Share your dilemmas and get honest opinions from other Mumsnetters.

To feel like this? COVID related

15 replies

Jackie2022 · 10/02/2021 20:23

Is it normal to feel like your happiness is contingent on the pandemic ending? As in, you constantly feel lower than normal but think you’ll feel better once restrictions ease, or should you feel just as happy as you were pre-pandemic?

Is it normal to feel scared/annoyed when you’re on a train and someone near you is profusely coughing without a mask, or if you’re walking and some guy spits on the ground nearby?

Is it normal to be annoyed at your housemate seeing their partner/friends regardless of restrictions?

Unsure if my feelings are justified or not. Do others feel like I do or am I being paranoid, rude, demotivated etc?

OP posts:
Onlineshopperforever · 10/02/2021 20:27

I do feel like my happiness levels would improve once covid restrictions are lifted. Mainly so my kids are educated by someone who knows what they're doing and I can have some semblance of social life and existence beyond working.

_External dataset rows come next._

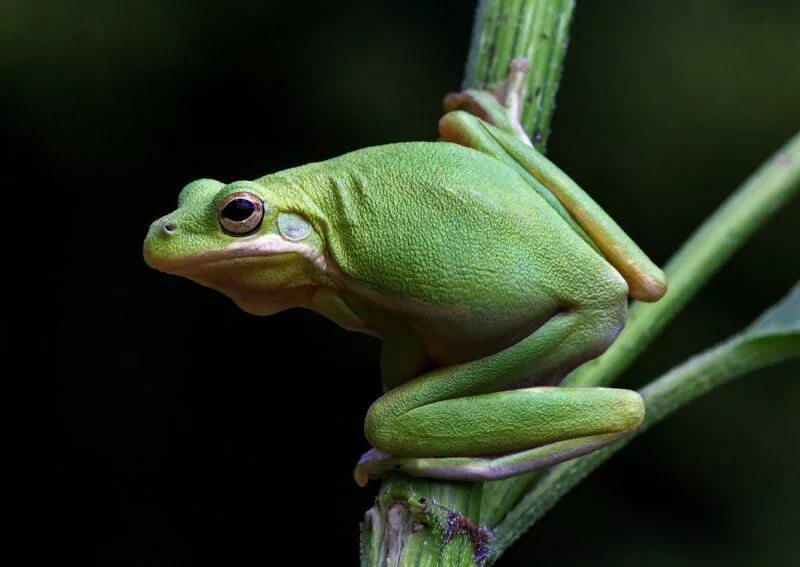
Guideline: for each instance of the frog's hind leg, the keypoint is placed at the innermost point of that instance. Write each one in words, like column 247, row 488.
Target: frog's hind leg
column 497, row 467
column 471, row 413
column 501, row 108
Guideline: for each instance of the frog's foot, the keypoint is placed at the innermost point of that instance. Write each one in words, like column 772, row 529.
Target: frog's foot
column 501, row 108
column 375, row 463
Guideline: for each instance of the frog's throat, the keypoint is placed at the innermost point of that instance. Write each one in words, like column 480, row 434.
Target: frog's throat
column 267, row 245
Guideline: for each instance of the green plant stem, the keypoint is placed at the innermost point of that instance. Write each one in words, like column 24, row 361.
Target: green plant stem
column 409, row 523
column 744, row 212
column 534, row 29
column 764, row 344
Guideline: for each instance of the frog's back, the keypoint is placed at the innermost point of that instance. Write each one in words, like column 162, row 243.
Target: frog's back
column 446, row 235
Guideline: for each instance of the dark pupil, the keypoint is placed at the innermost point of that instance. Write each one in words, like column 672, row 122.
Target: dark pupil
column 238, row 210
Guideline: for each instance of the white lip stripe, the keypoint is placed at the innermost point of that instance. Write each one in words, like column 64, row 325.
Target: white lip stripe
column 272, row 244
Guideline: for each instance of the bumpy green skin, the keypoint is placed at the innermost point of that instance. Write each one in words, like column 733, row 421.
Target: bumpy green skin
column 483, row 286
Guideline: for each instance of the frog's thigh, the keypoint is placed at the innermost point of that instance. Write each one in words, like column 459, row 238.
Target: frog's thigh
column 457, row 410
column 375, row 463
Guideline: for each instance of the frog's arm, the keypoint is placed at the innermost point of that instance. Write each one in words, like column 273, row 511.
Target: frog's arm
column 645, row 280
column 445, row 422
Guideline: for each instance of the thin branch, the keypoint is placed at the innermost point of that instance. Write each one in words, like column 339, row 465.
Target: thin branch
column 764, row 193
column 774, row 338
column 537, row 30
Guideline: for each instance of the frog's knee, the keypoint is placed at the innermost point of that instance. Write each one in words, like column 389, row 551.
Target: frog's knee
column 609, row 310
column 377, row 428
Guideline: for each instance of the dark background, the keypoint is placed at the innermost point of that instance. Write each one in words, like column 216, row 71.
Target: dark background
column 158, row 425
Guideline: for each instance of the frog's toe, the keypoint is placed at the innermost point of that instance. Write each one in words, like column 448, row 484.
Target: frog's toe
column 372, row 464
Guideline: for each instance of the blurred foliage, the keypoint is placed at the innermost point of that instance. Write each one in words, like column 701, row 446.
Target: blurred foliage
column 155, row 449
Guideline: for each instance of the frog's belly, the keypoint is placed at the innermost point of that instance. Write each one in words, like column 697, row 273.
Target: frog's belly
column 469, row 334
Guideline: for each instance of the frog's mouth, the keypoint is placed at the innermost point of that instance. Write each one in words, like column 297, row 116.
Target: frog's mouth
column 259, row 247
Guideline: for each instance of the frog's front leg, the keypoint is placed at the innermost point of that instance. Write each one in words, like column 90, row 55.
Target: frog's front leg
column 501, row 108
column 459, row 422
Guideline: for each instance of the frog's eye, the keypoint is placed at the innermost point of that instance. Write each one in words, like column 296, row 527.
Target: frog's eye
column 240, row 213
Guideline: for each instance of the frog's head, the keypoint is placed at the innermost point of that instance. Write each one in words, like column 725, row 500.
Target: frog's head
column 237, row 239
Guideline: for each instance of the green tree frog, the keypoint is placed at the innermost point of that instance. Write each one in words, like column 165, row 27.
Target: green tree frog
column 486, row 271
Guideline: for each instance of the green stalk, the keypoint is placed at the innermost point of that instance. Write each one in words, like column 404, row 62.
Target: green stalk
column 438, row 523
column 766, row 191
column 774, row 338
column 534, row 29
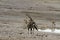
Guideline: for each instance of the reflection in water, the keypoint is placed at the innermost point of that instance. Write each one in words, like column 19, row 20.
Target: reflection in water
column 49, row 30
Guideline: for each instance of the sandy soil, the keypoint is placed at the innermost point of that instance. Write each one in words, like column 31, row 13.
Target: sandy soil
column 12, row 15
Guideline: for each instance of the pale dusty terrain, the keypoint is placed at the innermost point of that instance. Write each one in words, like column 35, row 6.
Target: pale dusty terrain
column 12, row 15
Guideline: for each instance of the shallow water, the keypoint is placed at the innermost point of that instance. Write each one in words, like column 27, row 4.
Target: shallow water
column 50, row 30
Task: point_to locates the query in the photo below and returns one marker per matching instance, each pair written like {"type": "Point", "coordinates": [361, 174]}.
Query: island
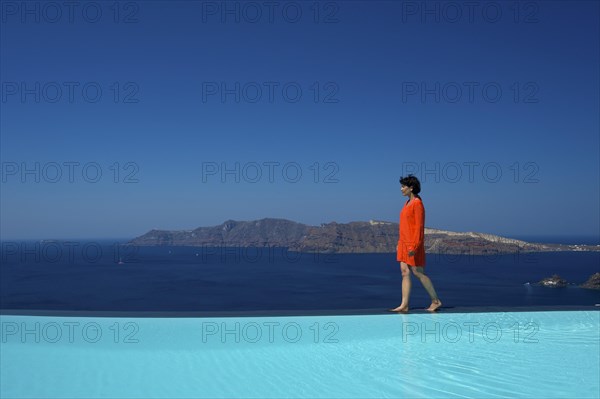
{"type": "Point", "coordinates": [353, 237]}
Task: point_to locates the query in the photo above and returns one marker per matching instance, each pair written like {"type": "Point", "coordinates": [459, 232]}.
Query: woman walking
{"type": "Point", "coordinates": [410, 251]}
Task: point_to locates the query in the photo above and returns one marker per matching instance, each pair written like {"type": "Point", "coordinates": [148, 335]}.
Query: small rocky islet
{"type": "Point", "coordinates": [556, 281]}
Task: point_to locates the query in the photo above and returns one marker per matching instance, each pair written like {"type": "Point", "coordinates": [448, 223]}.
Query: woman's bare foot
{"type": "Point", "coordinates": [434, 305]}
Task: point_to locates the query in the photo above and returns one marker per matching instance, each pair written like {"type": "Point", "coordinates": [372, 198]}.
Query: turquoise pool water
{"type": "Point", "coordinates": [548, 354]}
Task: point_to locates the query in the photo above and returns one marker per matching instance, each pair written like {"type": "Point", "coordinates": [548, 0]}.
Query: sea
{"type": "Point", "coordinates": [105, 275]}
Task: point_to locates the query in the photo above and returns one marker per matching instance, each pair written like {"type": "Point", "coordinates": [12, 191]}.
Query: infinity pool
{"type": "Point", "coordinates": [541, 354]}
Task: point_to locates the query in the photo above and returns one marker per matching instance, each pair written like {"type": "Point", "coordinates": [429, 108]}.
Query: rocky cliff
{"type": "Point", "coordinates": [353, 237]}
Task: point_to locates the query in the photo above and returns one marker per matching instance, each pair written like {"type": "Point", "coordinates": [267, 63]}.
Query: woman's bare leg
{"type": "Point", "coordinates": [419, 272]}
{"type": "Point", "coordinates": [406, 286]}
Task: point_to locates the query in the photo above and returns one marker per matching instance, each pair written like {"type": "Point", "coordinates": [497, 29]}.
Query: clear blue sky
{"type": "Point", "coordinates": [534, 149]}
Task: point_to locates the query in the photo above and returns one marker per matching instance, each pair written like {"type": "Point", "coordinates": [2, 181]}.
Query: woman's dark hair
{"type": "Point", "coordinates": [411, 181]}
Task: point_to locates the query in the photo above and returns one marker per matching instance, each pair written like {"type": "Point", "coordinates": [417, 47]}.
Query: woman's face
{"type": "Point", "coordinates": [405, 190]}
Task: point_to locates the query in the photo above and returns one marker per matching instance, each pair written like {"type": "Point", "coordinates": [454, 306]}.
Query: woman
{"type": "Point", "coordinates": [410, 251]}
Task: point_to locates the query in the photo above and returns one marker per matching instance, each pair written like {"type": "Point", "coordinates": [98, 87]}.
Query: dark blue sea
{"type": "Point", "coordinates": [105, 276]}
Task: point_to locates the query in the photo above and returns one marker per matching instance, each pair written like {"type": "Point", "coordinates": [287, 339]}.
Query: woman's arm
{"type": "Point", "coordinates": [417, 231]}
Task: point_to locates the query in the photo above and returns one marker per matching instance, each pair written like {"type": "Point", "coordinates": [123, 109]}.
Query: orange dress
{"type": "Point", "coordinates": [412, 233]}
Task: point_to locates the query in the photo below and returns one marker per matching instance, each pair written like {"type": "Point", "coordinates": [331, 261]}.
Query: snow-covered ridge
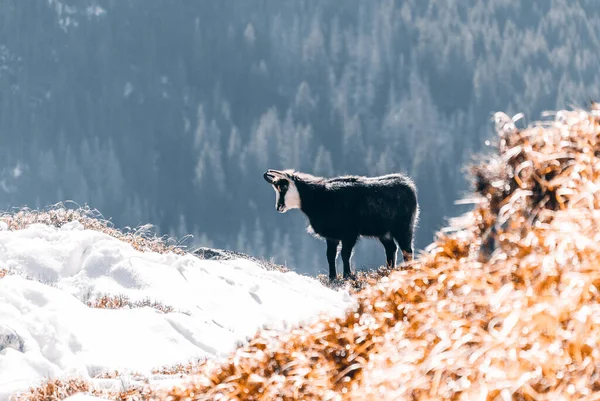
{"type": "Point", "coordinates": [48, 331]}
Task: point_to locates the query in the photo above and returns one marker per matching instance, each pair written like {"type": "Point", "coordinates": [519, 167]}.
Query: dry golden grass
{"type": "Point", "coordinates": [54, 390]}
{"type": "Point", "coordinates": [504, 305]}
{"type": "Point", "coordinates": [123, 301]}
{"type": "Point", "coordinates": [57, 390]}
{"type": "Point", "coordinates": [141, 239]}
{"type": "Point", "coordinates": [182, 369]}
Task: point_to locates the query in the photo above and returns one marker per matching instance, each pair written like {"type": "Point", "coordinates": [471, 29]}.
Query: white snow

I will be frank, I don't have your levels of anxiety about catching the virus and the things you mentioned wouldn't trouble me. In the slightest.

Jackie2022 · 10/02/2021 20:38

That’s good to know, thanks. Unsure if I should contact my GP

I don’t have anxiety, particularly not about catching the virus. I’m young and healthy. I think it’s more annoyance that people get away with being gross or breaking the rules whilst I put up with the inconveniences and feel shit. If someone’s coughing on a train (profusely) I’ll just go into another carriage, I don’t dwell

OP posts:
BeetyAxe · 10/02/2021 21:12

I am feeling everything you are, I just assumed everyone did at the minute (except those people who are still doing whatever they want!)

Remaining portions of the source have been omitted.